Chemical Propulsion Information Analysis Center

DTIC IAC overview
- Preceding agencies: Chemical Propulsion Information Agency (CPIA), 1962; Liquid Propellant Information Agency (LPIA), 1958; Solid Propellant Information Agency (SPIA), 1948; Rocket Propellant Information Agency (RPIA), 1946;
- Headquarters: Columbia, Maryland;
- Website: www.cpiac.jhu.edu

= Chemical Propulsion Information Analysis Center =

DoD sponsored Information Analysis Center

The Chemical Propulsion Information Analysis Center (CPIAC) is one of several United States Department of Defense (DoD) sponsored Information Analysis Centers (IACs), administered by the Defense Technical Information Center (DTIC). CPIAC is the oldest IAC, having been in continuous operation since 1946 when it was founded as the Rocket Propellant Information Agency as part of the Johns Hopkins University's Applied Physics Laboratory. Currently CPIAC is operated by The Johns Hopkins University, Whiting School of Engineering. IACs are part of the DoD’s Scientific and Technical Information Program (STIP) prescribed by DoD Directive 3200.12 and are chartered under DoD Instruction 3200.14-E5.

CPIAC is the U.S. national clearinghouse and technical resource center for data, reports, and analyses related to system and component level technologies for chemical, electrical, and nuclear propulsion for rockets, missiles, and space and gun propulsion systems. CPIAC also provides technical and administrative support to the Joint Army-Navy-NASA-Air Force (JANNAF) Interagency Propulsion Committee, the primary technical information exchange platform for the U.S. propulsion industry.

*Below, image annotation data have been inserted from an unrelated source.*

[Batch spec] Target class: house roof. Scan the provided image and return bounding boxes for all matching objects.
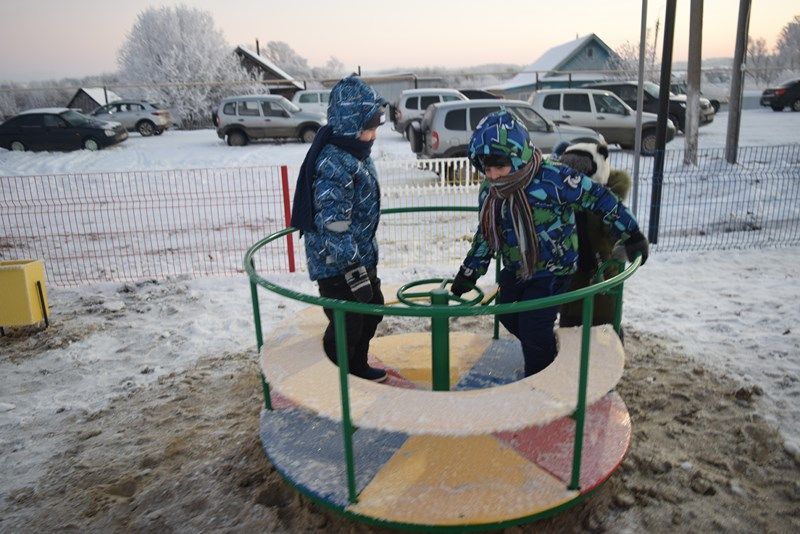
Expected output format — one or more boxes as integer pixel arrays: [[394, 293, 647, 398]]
[[79, 87, 122, 106], [488, 33, 614, 90], [236, 45, 304, 89]]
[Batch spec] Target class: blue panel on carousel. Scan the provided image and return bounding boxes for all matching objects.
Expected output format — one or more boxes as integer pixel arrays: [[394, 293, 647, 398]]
[[261, 408, 408, 508], [453, 339, 525, 390]]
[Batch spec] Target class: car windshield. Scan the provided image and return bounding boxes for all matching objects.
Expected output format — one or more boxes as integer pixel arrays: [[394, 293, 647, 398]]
[[642, 82, 659, 99], [278, 97, 300, 113], [511, 106, 547, 132], [59, 109, 92, 126]]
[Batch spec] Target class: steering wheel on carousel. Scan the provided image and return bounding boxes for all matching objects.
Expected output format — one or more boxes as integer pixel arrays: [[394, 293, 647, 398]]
[[397, 278, 485, 306]]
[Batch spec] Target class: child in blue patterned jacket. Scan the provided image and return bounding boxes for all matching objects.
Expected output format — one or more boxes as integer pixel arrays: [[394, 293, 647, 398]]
[[292, 75, 387, 382], [450, 111, 648, 376]]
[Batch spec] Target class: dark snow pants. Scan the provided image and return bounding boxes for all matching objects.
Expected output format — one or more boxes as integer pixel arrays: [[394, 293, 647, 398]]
[[497, 269, 570, 376], [317, 269, 383, 373]]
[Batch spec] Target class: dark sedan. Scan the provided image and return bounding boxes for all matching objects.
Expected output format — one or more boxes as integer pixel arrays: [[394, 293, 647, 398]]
[[760, 79, 800, 111], [0, 108, 128, 151]]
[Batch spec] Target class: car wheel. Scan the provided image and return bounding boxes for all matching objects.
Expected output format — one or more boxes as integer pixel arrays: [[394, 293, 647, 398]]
[[228, 130, 247, 146], [136, 121, 156, 137], [642, 130, 656, 156], [83, 137, 100, 152], [300, 128, 317, 143], [669, 115, 683, 133]]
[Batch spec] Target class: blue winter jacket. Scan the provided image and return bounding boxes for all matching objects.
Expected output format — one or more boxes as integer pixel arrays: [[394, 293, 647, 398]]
[[303, 76, 383, 280], [464, 160, 639, 278]]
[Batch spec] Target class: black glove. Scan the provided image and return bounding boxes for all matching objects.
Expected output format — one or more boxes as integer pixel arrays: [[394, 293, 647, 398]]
[[450, 265, 478, 297], [625, 230, 650, 265], [344, 263, 372, 302]]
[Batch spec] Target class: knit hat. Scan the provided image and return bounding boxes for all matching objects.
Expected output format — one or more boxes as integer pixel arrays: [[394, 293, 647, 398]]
[[468, 110, 534, 172]]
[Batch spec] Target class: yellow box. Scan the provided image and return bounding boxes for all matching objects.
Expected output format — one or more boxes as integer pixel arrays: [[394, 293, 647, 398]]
[[0, 260, 49, 326]]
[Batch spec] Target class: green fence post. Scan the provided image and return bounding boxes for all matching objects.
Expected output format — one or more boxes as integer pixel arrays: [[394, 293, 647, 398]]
[[333, 309, 358, 503], [569, 295, 594, 490], [431, 288, 450, 391]]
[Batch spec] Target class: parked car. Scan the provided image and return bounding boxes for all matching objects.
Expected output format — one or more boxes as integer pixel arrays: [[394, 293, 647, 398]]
[[213, 95, 328, 146], [529, 89, 675, 155], [669, 82, 721, 114], [458, 89, 502, 100], [0, 108, 128, 150], [292, 89, 331, 117], [409, 99, 605, 158], [760, 79, 800, 111], [389, 88, 467, 137], [584, 81, 714, 132], [92, 100, 172, 137]]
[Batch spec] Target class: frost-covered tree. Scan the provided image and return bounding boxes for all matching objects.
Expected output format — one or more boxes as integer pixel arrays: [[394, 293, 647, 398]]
[[118, 5, 255, 128], [606, 28, 658, 82], [747, 37, 776, 84], [775, 15, 800, 71]]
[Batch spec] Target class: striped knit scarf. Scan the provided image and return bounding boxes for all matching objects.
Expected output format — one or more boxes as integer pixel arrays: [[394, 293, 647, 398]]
[[480, 148, 542, 280]]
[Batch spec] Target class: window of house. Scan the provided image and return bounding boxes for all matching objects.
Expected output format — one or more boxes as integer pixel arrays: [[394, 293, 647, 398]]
[[564, 93, 592, 111], [444, 109, 467, 131], [237, 100, 260, 117], [542, 95, 561, 109]]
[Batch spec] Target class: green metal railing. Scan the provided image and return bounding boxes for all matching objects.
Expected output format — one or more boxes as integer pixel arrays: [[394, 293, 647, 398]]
[[244, 206, 641, 503]]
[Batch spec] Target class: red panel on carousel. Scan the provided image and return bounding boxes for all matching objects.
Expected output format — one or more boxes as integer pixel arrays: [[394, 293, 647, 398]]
[[496, 392, 631, 493]]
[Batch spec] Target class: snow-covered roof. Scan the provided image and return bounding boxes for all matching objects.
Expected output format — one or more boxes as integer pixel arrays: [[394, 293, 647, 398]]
[[487, 33, 611, 90], [81, 87, 122, 106], [236, 45, 304, 89], [19, 108, 69, 115]]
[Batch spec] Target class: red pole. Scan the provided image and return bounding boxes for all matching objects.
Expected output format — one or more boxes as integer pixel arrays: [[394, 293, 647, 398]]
[[281, 165, 294, 273]]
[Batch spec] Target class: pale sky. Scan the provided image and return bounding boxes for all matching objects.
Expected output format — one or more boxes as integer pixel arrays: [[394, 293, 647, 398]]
[[0, 0, 800, 81]]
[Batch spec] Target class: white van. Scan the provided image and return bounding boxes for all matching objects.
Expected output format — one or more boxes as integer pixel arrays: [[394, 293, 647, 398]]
[[292, 89, 331, 117], [528, 88, 675, 155]]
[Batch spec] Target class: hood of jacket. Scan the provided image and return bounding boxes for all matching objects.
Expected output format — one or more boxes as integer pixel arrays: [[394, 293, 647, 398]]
[[328, 74, 386, 138]]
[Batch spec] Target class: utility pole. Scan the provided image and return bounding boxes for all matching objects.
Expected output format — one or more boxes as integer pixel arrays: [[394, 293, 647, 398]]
[[647, 0, 678, 244], [631, 0, 647, 216], [725, 0, 750, 163], [683, 0, 703, 165], [650, 19, 661, 79]]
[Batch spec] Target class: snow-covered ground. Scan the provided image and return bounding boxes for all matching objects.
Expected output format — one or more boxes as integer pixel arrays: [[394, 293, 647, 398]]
[[0, 105, 800, 516]]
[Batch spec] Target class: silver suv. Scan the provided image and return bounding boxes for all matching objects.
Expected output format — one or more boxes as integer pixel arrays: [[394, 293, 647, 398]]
[[389, 88, 467, 138], [92, 100, 172, 137], [409, 99, 604, 158], [213, 95, 328, 146], [529, 89, 675, 155]]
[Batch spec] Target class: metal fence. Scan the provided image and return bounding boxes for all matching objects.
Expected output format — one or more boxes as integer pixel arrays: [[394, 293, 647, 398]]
[[0, 145, 800, 286]]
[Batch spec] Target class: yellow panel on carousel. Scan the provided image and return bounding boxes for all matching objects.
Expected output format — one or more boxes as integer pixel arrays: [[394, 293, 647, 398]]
[[370, 332, 492, 387], [348, 436, 578, 525]]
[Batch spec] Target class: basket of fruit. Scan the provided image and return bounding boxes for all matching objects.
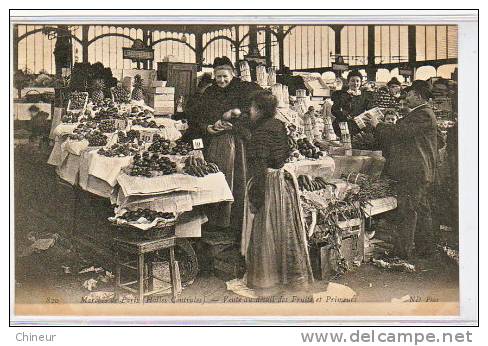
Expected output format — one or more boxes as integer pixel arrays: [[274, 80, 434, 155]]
[[67, 91, 88, 114], [110, 85, 131, 104]]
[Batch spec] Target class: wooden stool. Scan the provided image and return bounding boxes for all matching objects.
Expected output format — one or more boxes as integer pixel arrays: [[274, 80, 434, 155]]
[[114, 236, 180, 304]]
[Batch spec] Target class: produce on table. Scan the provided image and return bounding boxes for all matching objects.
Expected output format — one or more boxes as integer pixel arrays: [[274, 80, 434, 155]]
[[132, 116, 164, 129], [91, 79, 105, 103], [351, 132, 380, 150], [69, 91, 86, 110], [297, 175, 331, 191], [222, 108, 242, 121], [183, 156, 220, 177], [297, 138, 324, 159], [98, 143, 140, 157], [98, 119, 116, 133], [117, 130, 140, 143], [112, 83, 130, 103], [147, 133, 172, 155], [92, 98, 119, 119], [61, 112, 80, 124], [129, 151, 176, 178], [85, 130, 108, 147], [132, 74, 144, 101], [170, 140, 193, 155], [120, 208, 175, 222], [342, 173, 396, 204]]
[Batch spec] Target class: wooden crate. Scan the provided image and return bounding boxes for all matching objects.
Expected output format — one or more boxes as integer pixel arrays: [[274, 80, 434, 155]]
[[310, 219, 365, 280]]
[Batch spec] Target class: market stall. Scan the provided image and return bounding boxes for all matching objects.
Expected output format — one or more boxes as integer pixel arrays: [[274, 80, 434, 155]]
[[44, 58, 404, 290]]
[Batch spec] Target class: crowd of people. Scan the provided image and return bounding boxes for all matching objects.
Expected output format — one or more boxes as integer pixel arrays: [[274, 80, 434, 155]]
[[178, 57, 450, 292]]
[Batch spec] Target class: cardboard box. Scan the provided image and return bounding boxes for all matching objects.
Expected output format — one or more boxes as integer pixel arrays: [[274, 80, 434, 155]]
[[152, 99, 175, 108], [14, 102, 52, 120], [154, 107, 175, 115], [148, 86, 175, 95], [150, 94, 175, 101]]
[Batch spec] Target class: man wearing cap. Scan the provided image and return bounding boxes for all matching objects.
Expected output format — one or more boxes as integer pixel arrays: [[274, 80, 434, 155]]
[[366, 80, 437, 259]]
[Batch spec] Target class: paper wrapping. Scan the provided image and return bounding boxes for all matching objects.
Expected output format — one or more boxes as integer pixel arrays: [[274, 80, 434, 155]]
[[111, 172, 234, 212], [117, 173, 198, 196], [111, 188, 193, 213], [285, 156, 336, 178], [88, 150, 132, 187], [53, 123, 78, 138]]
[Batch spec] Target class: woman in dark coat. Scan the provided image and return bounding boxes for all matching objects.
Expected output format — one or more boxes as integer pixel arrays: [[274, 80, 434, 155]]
[[331, 71, 374, 137], [241, 91, 313, 295], [195, 57, 260, 235]]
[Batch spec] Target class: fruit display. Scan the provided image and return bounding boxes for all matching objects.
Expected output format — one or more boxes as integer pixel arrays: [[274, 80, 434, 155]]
[[170, 140, 193, 155], [117, 130, 140, 143], [132, 74, 144, 101], [351, 132, 380, 150], [132, 117, 164, 129], [112, 84, 130, 103], [222, 108, 242, 121], [297, 138, 324, 159], [297, 175, 331, 191], [69, 91, 87, 110], [61, 112, 80, 124], [91, 79, 105, 103], [92, 99, 119, 119], [147, 133, 172, 155], [120, 208, 175, 222], [85, 130, 108, 147], [183, 156, 220, 177], [129, 151, 176, 178], [98, 143, 140, 157], [98, 119, 116, 133]]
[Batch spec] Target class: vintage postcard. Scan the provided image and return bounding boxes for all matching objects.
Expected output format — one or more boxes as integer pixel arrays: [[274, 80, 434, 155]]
[[10, 11, 477, 321]]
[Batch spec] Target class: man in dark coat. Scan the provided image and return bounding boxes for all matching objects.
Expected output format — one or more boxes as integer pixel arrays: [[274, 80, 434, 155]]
[[367, 80, 437, 258]]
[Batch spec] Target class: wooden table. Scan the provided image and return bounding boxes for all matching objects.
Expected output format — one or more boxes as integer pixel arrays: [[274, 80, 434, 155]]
[[114, 236, 179, 304]]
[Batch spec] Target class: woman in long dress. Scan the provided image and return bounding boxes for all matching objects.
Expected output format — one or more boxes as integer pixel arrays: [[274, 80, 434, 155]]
[[241, 91, 313, 294], [196, 57, 260, 236]]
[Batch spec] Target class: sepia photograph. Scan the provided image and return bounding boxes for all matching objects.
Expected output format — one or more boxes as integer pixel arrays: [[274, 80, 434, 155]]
[[10, 11, 476, 320]]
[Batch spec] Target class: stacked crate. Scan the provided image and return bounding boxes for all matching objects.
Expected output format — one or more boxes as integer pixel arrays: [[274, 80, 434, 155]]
[[147, 85, 175, 115]]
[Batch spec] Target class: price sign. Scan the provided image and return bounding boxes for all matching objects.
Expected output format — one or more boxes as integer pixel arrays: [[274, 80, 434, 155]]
[[140, 130, 154, 142], [114, 119, 127, 130], [193, 138, 203, 150], [332, 62, 349, 71], [122, 40, 154, 61], [398, 66, 413, 77]]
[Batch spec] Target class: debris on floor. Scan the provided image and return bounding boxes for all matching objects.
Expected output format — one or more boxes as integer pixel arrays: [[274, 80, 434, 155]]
[[442, 245, 459, 264], [19, 232, 59, 257], [78, 266, 103, 274], [225, 276, 258, 298], [83, 278, 98, 291], [391, 294, 410, 303], [373, 258, 415, 273], [313, 282, 356, 303]]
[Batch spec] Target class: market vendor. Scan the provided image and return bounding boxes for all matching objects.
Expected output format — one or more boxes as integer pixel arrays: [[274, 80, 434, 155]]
[[196, 56, 260, 237], [375, 77, 405, 111], [366, 80, 437, 258], [331, 71, 374, 136], [241, 90, 313, 295], [177, 73, 213, 147]]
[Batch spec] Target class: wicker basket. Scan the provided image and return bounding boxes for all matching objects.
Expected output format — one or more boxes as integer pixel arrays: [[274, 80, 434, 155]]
[[118, 223, 175, 240]]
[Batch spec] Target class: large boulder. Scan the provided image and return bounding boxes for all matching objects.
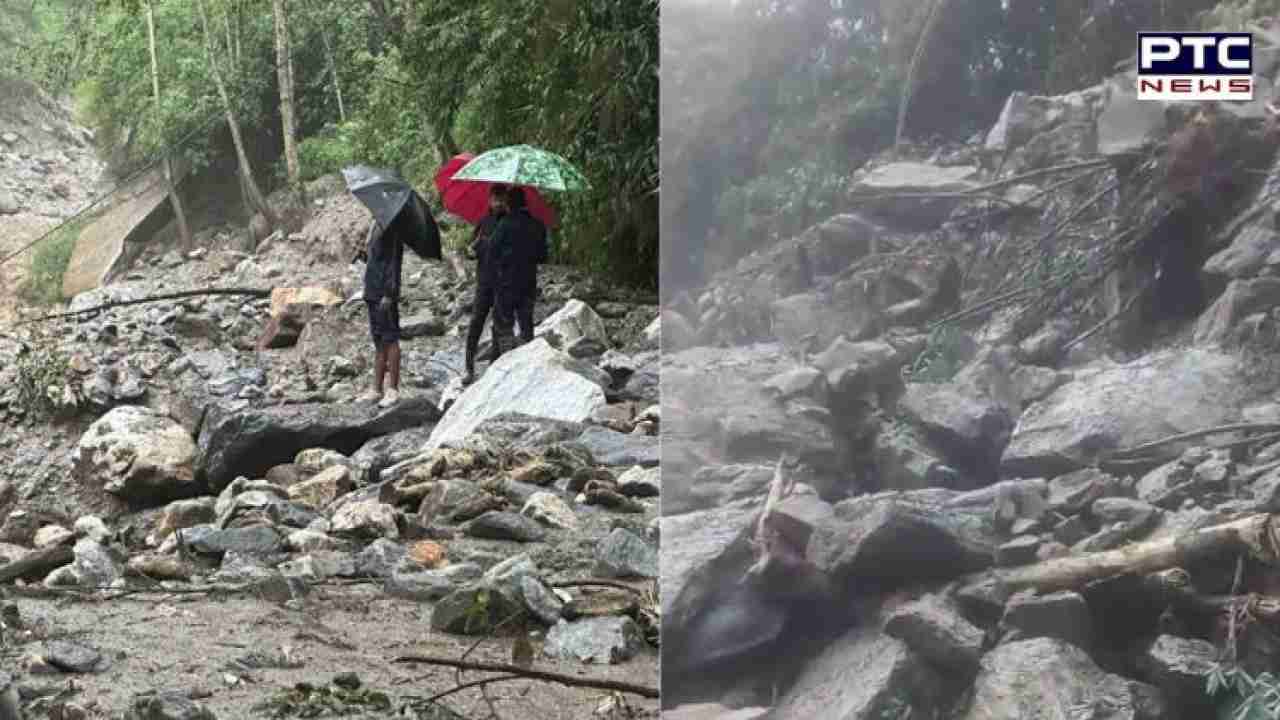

In addition to maintaining the most comprehensive propulsion-related scientific and technical reports collection in the world, CPIAC also functions to disseminate and educate eligible individuals and organizations on the subject. CPIAC maintains a number of industry handbooks, manuals, databases, and its signature Propulsion Information Retrieval System (PIRS). This extensive information collection represents the documented national knowledge base in chemical rocket propulsion.

As a knowledgeable and objective participant in supporting industry research and development, CPIAC assists sponsors in maximizing increasingly limited research and development funding by focusing on key propulsion system technology needs through workshops, symposia, technical assessments, and surveys. CPIAC also performs research in support of its publication of a series of recurrent technology reviews and state-of-the-art reports in selected technical areas.

== History of CPIAC ==

The rapid technological advances of the U.S. rocket industry during World War II, accomplished primarily through the wartime Office of Scientific Research and Development (OSRD) and its cadre of leading scientists, produced a substantial foundation of technical reports and data on solid rockets, propellants, and ballistics. Following deactivation of the OSRD in 1945, several of these early scientists accepted positions at the fledgling Johns Hopkins University Applied Physics Laboratory (APL) and were subsequently appointed by Commander (later Admiral) Levering Smith to serve on the post-war Navy Bureau of Ordnance (BuOrd) Propellant and Ignition Advisory Group. In April 1946, at the suggestion of Dr. Ralph E. Gibson (later to become the second director of APL), the group recommended the establishment of “a rocket intelligence agency with one main responsibility—that of promoting rapid circulation of technical information to all activities concerned.” Armed with $20,000 in BuOrd funding, APL established the initial Rocket Propellant Information Agency (RPIA) on 3 December 1946 to consolidate, organize, and catalog the inventory of wartime reports.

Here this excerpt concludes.